A informação foi divulgada pelo jornalista Lauro Jardim, de O Globo.
Pedidos estavam separados desde dezembro
De acordo com a reportagem, ao menos 14 investigados já haviam acionado o ministro desde dezembro, após serem alvos da Operação Sem Desconto, da Polícia Federal (PF). Os pedidos, no entanto, ainda aguardavam análise no gabinete.
Com o envio à PGR, os casos passam agora para avaliação do procurador-geral da República, Paulo Gonet.
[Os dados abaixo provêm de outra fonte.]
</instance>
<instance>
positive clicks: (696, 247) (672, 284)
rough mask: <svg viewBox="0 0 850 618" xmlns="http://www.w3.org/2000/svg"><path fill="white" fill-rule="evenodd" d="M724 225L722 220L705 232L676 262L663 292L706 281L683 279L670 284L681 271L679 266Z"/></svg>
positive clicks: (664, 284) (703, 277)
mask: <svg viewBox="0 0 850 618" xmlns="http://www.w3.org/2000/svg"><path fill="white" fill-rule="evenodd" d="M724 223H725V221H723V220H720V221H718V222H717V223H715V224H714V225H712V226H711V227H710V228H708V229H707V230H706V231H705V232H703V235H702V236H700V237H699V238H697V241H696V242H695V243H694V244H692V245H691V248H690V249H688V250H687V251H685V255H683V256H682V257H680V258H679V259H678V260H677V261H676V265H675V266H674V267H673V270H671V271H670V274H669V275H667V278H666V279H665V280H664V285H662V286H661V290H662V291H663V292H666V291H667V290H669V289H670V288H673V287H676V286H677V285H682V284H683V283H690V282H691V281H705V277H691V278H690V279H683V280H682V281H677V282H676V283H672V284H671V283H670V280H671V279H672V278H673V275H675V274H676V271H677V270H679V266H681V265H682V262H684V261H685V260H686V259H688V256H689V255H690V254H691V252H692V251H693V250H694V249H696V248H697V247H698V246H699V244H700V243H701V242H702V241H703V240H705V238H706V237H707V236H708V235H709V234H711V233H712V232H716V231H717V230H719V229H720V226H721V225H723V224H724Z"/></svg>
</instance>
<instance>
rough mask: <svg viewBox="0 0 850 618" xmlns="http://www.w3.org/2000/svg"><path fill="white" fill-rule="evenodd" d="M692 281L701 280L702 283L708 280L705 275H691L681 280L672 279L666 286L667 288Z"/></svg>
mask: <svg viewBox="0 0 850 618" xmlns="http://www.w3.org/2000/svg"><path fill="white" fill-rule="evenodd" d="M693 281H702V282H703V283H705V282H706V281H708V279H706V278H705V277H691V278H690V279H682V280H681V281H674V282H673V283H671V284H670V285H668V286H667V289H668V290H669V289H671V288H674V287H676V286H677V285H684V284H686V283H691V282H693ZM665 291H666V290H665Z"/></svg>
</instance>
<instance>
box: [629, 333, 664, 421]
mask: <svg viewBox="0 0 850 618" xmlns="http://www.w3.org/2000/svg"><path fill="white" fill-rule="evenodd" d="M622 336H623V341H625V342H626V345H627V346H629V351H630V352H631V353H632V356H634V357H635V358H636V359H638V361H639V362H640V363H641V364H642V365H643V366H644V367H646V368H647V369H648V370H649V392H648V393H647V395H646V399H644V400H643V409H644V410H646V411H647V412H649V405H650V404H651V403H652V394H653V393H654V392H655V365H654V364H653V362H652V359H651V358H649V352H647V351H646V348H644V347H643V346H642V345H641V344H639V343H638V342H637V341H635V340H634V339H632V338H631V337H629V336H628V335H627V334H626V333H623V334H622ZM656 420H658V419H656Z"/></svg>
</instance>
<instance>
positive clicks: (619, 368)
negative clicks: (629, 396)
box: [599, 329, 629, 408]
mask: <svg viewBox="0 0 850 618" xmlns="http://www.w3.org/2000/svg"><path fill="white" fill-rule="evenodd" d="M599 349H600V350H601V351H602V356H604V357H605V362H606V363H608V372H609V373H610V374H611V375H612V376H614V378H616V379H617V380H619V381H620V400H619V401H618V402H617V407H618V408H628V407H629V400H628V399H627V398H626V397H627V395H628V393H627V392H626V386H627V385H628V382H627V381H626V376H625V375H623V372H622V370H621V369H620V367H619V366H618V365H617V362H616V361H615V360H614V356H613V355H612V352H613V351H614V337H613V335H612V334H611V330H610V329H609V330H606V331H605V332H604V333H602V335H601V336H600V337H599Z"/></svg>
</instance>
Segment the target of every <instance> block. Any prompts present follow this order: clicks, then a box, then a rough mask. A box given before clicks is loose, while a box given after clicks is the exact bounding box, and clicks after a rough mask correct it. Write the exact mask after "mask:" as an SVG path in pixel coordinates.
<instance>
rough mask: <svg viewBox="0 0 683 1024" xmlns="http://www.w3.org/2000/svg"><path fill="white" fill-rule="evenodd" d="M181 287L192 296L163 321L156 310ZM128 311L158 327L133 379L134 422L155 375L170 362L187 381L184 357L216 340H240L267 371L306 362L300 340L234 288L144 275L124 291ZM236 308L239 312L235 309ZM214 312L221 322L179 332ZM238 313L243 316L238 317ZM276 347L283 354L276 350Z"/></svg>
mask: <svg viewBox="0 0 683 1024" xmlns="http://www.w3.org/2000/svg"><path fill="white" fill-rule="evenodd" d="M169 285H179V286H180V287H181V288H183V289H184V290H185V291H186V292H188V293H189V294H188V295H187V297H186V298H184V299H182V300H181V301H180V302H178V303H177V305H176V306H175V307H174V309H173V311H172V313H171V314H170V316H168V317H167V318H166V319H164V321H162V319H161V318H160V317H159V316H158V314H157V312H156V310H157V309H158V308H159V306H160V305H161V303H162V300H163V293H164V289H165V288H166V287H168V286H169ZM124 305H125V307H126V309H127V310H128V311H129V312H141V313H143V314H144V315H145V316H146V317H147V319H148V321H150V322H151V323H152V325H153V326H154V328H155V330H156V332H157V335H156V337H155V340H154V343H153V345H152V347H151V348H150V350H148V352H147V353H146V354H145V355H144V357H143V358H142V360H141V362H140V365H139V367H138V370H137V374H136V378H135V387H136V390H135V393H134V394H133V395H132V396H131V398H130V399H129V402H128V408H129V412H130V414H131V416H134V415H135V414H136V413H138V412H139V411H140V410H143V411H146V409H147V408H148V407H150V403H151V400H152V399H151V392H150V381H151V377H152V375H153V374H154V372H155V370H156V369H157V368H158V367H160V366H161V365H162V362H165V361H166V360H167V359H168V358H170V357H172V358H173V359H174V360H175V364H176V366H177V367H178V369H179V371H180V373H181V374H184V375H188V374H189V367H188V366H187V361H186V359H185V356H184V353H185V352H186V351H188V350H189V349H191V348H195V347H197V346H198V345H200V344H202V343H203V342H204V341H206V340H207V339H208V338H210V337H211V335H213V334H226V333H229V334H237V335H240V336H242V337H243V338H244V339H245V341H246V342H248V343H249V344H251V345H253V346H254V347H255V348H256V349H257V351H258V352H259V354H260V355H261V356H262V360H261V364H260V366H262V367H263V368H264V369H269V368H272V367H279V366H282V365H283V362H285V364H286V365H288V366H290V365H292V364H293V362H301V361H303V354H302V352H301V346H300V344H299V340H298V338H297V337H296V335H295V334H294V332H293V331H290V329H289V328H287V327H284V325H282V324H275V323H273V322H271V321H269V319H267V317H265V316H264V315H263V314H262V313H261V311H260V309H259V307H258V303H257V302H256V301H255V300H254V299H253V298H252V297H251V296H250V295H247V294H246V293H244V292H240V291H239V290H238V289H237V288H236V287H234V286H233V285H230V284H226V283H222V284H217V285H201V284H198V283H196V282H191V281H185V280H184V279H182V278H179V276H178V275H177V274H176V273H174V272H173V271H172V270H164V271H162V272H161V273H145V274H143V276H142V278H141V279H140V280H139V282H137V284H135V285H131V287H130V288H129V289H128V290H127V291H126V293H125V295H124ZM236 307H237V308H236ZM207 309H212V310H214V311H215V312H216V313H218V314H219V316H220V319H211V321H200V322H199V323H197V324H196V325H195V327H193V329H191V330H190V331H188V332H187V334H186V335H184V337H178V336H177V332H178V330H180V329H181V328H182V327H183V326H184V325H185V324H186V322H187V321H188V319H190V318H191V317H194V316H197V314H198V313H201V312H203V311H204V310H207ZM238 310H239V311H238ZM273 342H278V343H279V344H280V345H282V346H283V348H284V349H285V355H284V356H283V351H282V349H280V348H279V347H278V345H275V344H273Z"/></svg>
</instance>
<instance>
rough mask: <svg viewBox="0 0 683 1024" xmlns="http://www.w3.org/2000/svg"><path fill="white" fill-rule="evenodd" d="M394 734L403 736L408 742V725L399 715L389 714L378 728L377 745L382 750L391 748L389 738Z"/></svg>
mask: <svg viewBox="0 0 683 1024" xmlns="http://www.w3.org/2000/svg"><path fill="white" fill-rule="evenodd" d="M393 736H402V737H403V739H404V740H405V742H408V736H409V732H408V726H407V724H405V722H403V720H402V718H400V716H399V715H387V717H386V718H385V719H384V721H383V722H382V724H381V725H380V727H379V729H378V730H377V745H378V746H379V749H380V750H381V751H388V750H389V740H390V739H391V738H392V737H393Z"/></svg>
Mas o que a PGR vai analisar?
A Procuradoria deverá emitir parecer individual sobre cada pedido. A análise considera critérios como:
- Risco à investigação
- Possibilidade de fuga
- Ameaça à ordem pública
Com base nesses pontos, a PGR vai opinar se as prisões devem ser mantidas ou revogadas.
Prisões recentes
Na última semana, a Polícia Federal avançou em outra frente das investigações. Durante a Operação Compliance Zero, foi preso o ex-presidente do Banco de Brasília (BRB), Paulo Henrique Costa.
Ele é suspeito de envolvimento em um esquema de propina estimado em R$ 140 milhões, que teria sido pago em imóveis por Daniel Vorcaro, ex-dono do Banco Master.
Mandados cumpridos no DF e em São Paulo
Na quarta fase da operação, a PF executou:
- 2 mandados de prisão preventiva
- 7 mandados de busca e apreensão
As ações ocorreram no Distrito Federal e em São Paulo.
Os investigados são apurados por crimes financeiros, além de suspeitas de corrupção, lavagem de dinheiro e organização criminosa.
Os próximos passos
Com o envio dos pedidos ao órgão responsável pela acusação, a expectativa é que a análise avance.
A decisão final sobre a manutenção ou revogação das prisões dependerá da avaliação jurídica feita pela PGR e do posicionamento posterior do STF.
Para quem acompanha o caso, o momento é de atenção às próximas decisões, que podem impactar diretamente o andamento das investigações.
Fraudes do INSS
As investigações da Polícia Federal apontam que o esquema envolvia descontos aplicados diretamente nos benefícios de aposentados e pensionistas, sem autorização clara dos titulares.
Em muitos casos, os valores eram vinculados a associações ou serviços que os beneficiários afirmam não ter contratado. Os débitos ocorriam de forma recorrente, reduzindo o valor final recebido mensalmente.
Segundo as apurações, os suspeitos se aproveitavam da dificuldade de parte dos segurados em identificar essas cobranças nos extratos.
A suspeita é de que os valores desviados eram posteriormente distribuídos entre integrantes do esquema, o que motivou a abertura das operações e a apuração de possíveis crimes financeiros.